Two Big Mistakes Health Care Providers Are Making


We all can agree, I believe, that the era of patient engagement i.e. self-managed care is coming upon health care providers like a tsunami. It starts with the recasting of the dynamics of the health care delivery model which are being ever more driven by changes in payment models, quality of care metrics and technology. The more important drivers are, however, are that patients are seizing ever more control over their desire to manage their own health care and while doing so are becoming more representative of conventional consumer behavior, as they have been conditioned to it in other technology driven service sectors. Their experience in these other sectors has cultivated them to want open choices and self-managed, instant interactions via technologies. 

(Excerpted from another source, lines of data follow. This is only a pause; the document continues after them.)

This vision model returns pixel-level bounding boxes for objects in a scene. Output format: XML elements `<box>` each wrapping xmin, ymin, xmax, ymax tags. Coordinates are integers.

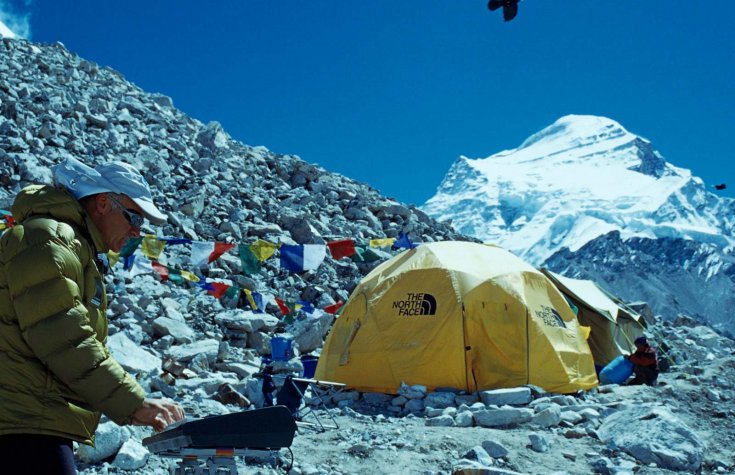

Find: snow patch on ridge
<box><xmin>423</xmin><ymin>115</ymin><xmax>735</xmax><ymax>264</ymax></box>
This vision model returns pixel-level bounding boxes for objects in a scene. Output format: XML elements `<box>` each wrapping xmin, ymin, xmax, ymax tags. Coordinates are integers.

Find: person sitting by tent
<box><xmin>626</xmin><ymin>336</ymin><xmax>659</xmax><ymax>386</ymax></box>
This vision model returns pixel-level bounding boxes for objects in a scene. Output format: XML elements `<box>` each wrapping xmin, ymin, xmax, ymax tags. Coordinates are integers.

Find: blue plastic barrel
<box><xmin>271</xmin><ymin>336</ymin><xmax>293</xmax><ymax>361</ymax></box>
<box><xmin>600</xmin><ymin>355</ymin><xmax>633</xmax><ymax>384</ymax></box>
<box><xmin>301</xmin><ymin>355</ymin><xmax>319</xmax><ymax>378</ymax></box>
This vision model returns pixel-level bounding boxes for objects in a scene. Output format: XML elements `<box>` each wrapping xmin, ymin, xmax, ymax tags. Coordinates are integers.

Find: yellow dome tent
<box><xmin>315</xmin><ymin>241</ymin><xmax>597</xmax><ymax>393</ymax></box>
<box><xmin>541</xmin><ymin>269</ymin><xmax>646</xmax><ymax>367</ymax></box>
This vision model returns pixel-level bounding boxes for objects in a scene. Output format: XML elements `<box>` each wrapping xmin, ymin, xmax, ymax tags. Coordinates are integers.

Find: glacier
<box><xmin>421</xmin><ymin>115</ymin><xmax>735</xmax><ymax>265</ymax></box>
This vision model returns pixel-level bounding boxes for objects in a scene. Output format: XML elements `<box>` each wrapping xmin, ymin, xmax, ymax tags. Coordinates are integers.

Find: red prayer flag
<box><xmin>207</xmin><ymin>282</ymin><xmax>230</xmax><ymax>299</ymax></box>
<box><xmin>327</xmin><ymin>239</ymin><xmax>357</xmax><ymax>259</ymax></box>
<box><xmin>276</xmin><ymin>297</ymin><xmax>291</xmax><ymax>315</ymax></box>
<box><xmin>324</xmin><ymin>300</ymin><xmax>345</xmax><ymax>315</ymax></box>
<box><xmin>151</xmin><ymin>261</ymin><xmax>168</xmax><ymax>282</ymax></box>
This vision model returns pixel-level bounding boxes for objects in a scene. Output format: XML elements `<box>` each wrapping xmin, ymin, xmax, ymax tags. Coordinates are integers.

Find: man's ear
<box><xmin>94</xmin><ymin>193</ymin><xmax>112</xmax><ymax>215</ymax></box>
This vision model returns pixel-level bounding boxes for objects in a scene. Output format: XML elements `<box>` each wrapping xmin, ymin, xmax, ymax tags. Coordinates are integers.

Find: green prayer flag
<box><xmin>238</xmin><ymin>244</ymin><xmax>260</xmax><ymax>275</ymax></box>
<box><xmin>225</xmin><ymin>285</ymin><xmax>240</xmax><ymax>298</ymax></box>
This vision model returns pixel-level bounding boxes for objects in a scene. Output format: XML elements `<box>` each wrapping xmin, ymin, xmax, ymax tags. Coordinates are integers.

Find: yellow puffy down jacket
<box><xmin>0</xmin><ymin>186</ymin><xmax>144</xmax><ymax>444</ymax></box>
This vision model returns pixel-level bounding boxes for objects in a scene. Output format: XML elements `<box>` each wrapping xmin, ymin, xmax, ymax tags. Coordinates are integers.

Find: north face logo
<box><xmin>536</xmin><ymin>305</ymin><xmax>567</xmax><ymax>328</ymax></box>
<box><xmin>393</xmin><ymin>292</ymin><xmax>436</xmax><ymax>317</ymax></box>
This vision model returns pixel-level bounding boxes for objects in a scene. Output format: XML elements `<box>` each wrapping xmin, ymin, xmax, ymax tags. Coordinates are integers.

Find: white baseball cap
<box><xmin>52</xmin><ymin>157</ymin><xmax>168</xmax><ymax>224</ymax></box>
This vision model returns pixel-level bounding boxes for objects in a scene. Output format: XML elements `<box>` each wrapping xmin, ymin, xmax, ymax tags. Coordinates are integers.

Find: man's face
<box><xmin>93</xmin><ymin>193</ymin><xmax>143</xmax><ymax>252</ymax></box>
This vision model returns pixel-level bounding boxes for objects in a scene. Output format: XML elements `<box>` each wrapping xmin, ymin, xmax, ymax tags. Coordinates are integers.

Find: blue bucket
<box><xmin>600</xmin><ymin>355</ymin><xmax>633</xmax><ymax>384</ymax></box>
<box><xmin>271</xmin><ymin>336</ymin><xmax>293</xmax><ymax>361</ymax></box>
<box><xmin>301</xmin><ymin>355</ymin><xmax>319</xmax><ymax>378</ymax></box>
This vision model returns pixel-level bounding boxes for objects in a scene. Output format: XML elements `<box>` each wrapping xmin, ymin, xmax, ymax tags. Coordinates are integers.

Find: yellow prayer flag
<box><xmin>242</xmin><ymin>289</ymin><xmax>258</xmax><ymax>310</ymax></box>
<box><xmin>181</xmin><ymin>270</ymin><xmax>199</xmax><ymax>282</ymax></box>
<box><xmin>141</xmin><ymin>235</ymin><xmax>166</xmax><ymax>261</ymax></box>
<box><xmin>370</xmin><ymin>238</ymin><xmax>396</xmax><ymax>247</ymax></box>
<box><xmin>250</xmin><ymin>239</ymin><xmax>279</xmax><ymax>262</ymax></box>
<box><xmin>107</xmin><ymin>251</ymin><xmax>120</xmax><ymax>268</ymax></box>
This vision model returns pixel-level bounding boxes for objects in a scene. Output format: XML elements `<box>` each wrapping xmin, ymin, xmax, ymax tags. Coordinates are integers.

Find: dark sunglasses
<box><xmin>107</xmin><ymin>195</ymin><xmax>145</xmax><ymax>229</ymax></box>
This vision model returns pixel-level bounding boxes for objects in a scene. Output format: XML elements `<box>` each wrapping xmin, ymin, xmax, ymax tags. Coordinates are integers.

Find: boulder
<box><xmin>112</xmin><ymin>439</ymin><xmax>150</xmax><ymax>470</ymax></box>
<box><xmin>598</xmin><ymin>405</ymin><xmax>704</xmax><ymax>472</ymax></box>
<box><xmin>76</xmin><ymin>421</ymin><xmax>130</xmax><ymax>464</ymax></box>
<box><xmin>480</xmin><ymin>387</ymin><xmax>533</xmax><ymax>406</ymax></box>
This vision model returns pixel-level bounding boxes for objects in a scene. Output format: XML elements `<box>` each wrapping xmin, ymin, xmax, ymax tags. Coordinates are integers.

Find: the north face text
<box><xmin>393</xmin><ymin>292</ymin><xmax>436</xmax><ymax>317</ymax></box>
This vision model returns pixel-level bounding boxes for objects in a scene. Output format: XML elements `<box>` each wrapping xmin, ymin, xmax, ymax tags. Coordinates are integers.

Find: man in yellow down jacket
<box><xmin>0</xmin><ymin>158</ymin><xmax>183</xmax><ymax>475</ymax></box>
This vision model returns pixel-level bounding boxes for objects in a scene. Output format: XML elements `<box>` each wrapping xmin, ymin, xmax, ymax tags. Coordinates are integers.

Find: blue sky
<box><xmin>5</xmin><ymin>0</ymin><xmax>735</xmax><ymax>204</ymax></box>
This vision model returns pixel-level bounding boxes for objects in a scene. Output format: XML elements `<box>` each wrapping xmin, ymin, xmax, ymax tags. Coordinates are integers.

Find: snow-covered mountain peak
<box><xmin>423</xmin><ymin>115</ymin><xmax>735</xmax><ymax>264</ymax></box>
<box><xmin>518</xmin><ymin>115</ymin><xmax>635</xmax><ymax>153</ymax></box>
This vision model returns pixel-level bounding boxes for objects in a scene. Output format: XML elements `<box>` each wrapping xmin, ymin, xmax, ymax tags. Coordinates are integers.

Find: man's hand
<box><xmin>133</xmin><ymin>399</ymin><xmax>184</xmax><ymax>431</ymax></box>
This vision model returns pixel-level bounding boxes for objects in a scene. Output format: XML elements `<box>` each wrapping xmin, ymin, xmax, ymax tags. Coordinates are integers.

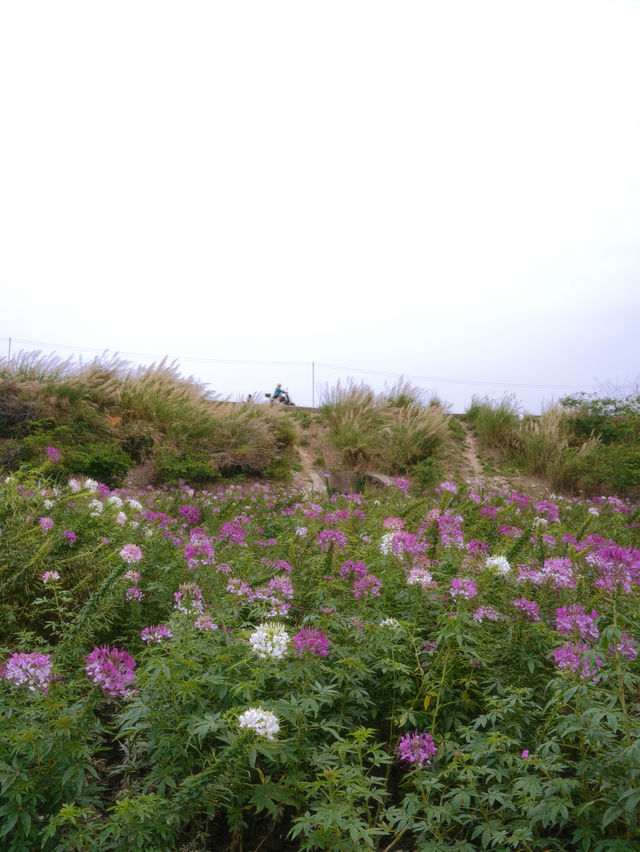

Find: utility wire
<box><xmin>0</xmin><ymin>337</ymin><xmax>594</xmax><ymax>390</ymax></box>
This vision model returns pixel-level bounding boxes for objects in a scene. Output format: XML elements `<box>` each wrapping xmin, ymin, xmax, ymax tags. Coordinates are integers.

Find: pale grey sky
<box><xmin>0</xmin><ymin>0</ymin><xmax>640</xmax><ymax>411</ymax></box>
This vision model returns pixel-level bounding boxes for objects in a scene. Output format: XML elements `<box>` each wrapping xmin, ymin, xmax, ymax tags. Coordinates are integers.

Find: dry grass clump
<box><xmin>320</xmin><ymin>379</ymin><xmax>449</xmax><ymax>473</ymax></box>
<box><xmin>0</xmin><ymin>353</ymin><xmax>295</xmax><ymax>482</ymax></box>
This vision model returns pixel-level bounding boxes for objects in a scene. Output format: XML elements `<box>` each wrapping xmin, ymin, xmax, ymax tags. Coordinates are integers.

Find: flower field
<box><xmin>0</xmin><ymin>470</ymin><xmax>640</xmax><ymax>852</ymax></box>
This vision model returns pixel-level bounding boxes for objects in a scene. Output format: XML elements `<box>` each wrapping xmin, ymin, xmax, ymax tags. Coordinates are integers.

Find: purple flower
<box><xmin>140</xmin><ymin>624</ymin><xmax>173</xmax><ymax>645</ymax></box>
<box><xmin>178</xmin><ymin>503</ymin><xmax>200</xmax><ymax>526</ymax></box>
<box><xmin>193</xmin><ymin>615</ymin><xmax>218</xmax><ymax>630</ymax></box>
<box><xmin>449</xmin><ymin>577</ymin><xmax>478</xmax><ymax>600</ymax></box>
<box><xmin>0</xmin><ymin>651</ymin><xmax>53</xmax><ymax>695</ymax></box>
<box><xmin>40</xmin><ymin>571</ymin><xmax>60</xmax><ymax>584</ymax></box>
<box><xmin>291</xmin><ymin>627</ymin><xmax>329</xmax><ymax>658</ymax></box>
<box><xmin>438</xmin><ymin>515</ymin><xmax>464</xmax><ymax>547</ymax></box>
<box><xmin>398</xmin><ymin>731</ymin><xmax>438</xmax><ymax>769</ymax></box>
<box><xmin>62</xmin><ymin>530</ymin><xmax>78</xmax><ymax>547</ymax></box>
<box><xmin>472</xmin><ymin>606</ymin><xmax>500</xmax><ymax>624</ymax></box>
<box><xmin>218</xmin><ymin>521</ymin><xmax>247</xmax><ymax>547</ymax></box>
<box><xmin>318</xmin><ymin>530</ymin><xmax>347</xmax><ymax>550</ymax></box>
<box><xmin>556</xmin><ymin>604</ymin><xmax>600</xmax><ymax>639</ymax></box>
<box><xmin>353</xmin><ymin>574</ymin><xmax>382</xmax><ymax>598</ymax></box>
<box><xmin>120</xmin><ymin>544</ymin><xmax>142</xmax><ymax>565</ymax></box>
<box><xmin>173</xmin><ymin>583</ymin><xmax>204</xmax><ymax>615</ymax></box>
<box><xmin>85</xmin><ymin>645</ymin><xmax>136</xmax><ymax>698</ymax></box>
<box><xmin>125</xmin><ymin>586</ymin><xmax>144</xmax><ymax>601</ymax></box>
<box><xmin>513</xmin><ymin>598</ymin><xmax>540</xmax><ymax>621</ymax></box>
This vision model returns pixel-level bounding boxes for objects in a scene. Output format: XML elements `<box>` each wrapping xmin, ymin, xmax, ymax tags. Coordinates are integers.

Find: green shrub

To express it another way - we will see an ever increasing trend in patients (read: consumer) moving (read: shopping) amongst care providers driven by their perception of the availability of and the quality of the patient engagement service component. The number of patients moving amongst providers, a number which I will call ‘customer churn’ is driving upwards toward the same percentage levels as in other technology driven subscription service industries. I expect to see a 10% churn rate to quickly become the new norm in health care. This means millions in lost revenues if not managed.

The mistakes start with care providers not having a proprietary, robust mobile patient engagement system. The studies I see, put the availability of such proprietary service applications being offered at less than 15% and sadly, they for the most part have poor satisfaction ratings versus the externally provided solutions. Bridging to the home in a proprietary manner will be critical.

Here is the real mistake. If care providers do not develop their own high quality proprietary patient engagement applications and rather chose to proceed to continue to outsource this function to third party external vendors, then the technical wolves of healthcare will soon be poaching their patients to the add-on health care services they plan to offer once the patient base that the health care providers have given third party providers is big enough. After all, now that they have your patients in their database and connected now as customers of theirs, why not then offer them tele-medicine services? Good bye customer! Call a traditional taxi owner about UBER and ask them how’s that going? Make no mistake about this, healthcare providers must take a proprietary approach to patient engagement. At stake are millions of dollars of revenue that you need to protect from ‘churn’ and from future poaching.


At ChartaCares we encounter these phenomena every day and our advice is always the same, adopt and deploy your own private labeled patient engagement application service. Keep your customers close to home. There are wolves out there.